In diametric opposition to this online hate campaign, the other side contends that the casting was ground-breaking in diverting whitewashing attempts in the film industry to create a re-imagined Cleopatra. Director Tina Gharavi buttresses a more inclusive and diverse image of history. She argued in an interview with Variety Magazine that “we need to liberate our imaginations, and boldly create a world in which we can explore our historical figures without fearing the complexity that comes with their depiction.” It is important to remember that current ideas of race and identity in contemporary society differ from the racial boundaries of the ancient world. The gravamen may not lie in the black casting of Cleopatra but rather the subsequent treatment by modern society to impose Eurocentric whiteness upon Cleopatra’s character under the façade of blackwashing.

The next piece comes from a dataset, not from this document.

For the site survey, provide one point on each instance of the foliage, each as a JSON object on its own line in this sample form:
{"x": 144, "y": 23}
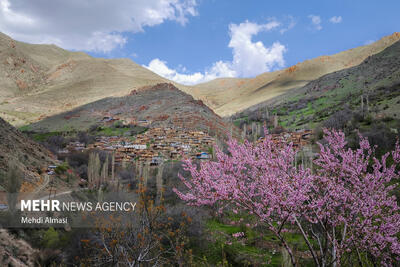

Regardless of what side, the debate remains thought-provoking and intellectually stimulating. It is essential to recognise that beyond this controversy, the docudrama revitalises the awe-inspiring tale of Cleopatra, a figure whose accomplishments deserve celebration. Her remarkable intelligence in forging strategic alliances with influential Roman generals is a testament to her prowess, while her defiance of gender stereotypes challenges the pervasive docility imposed on women, an issue still prevalent in contemporary society. Ultimately, Cleopatra's story serves as a potent reminder of the indomitable spirit and resilience that transcends time, making her a figure of great historical significance.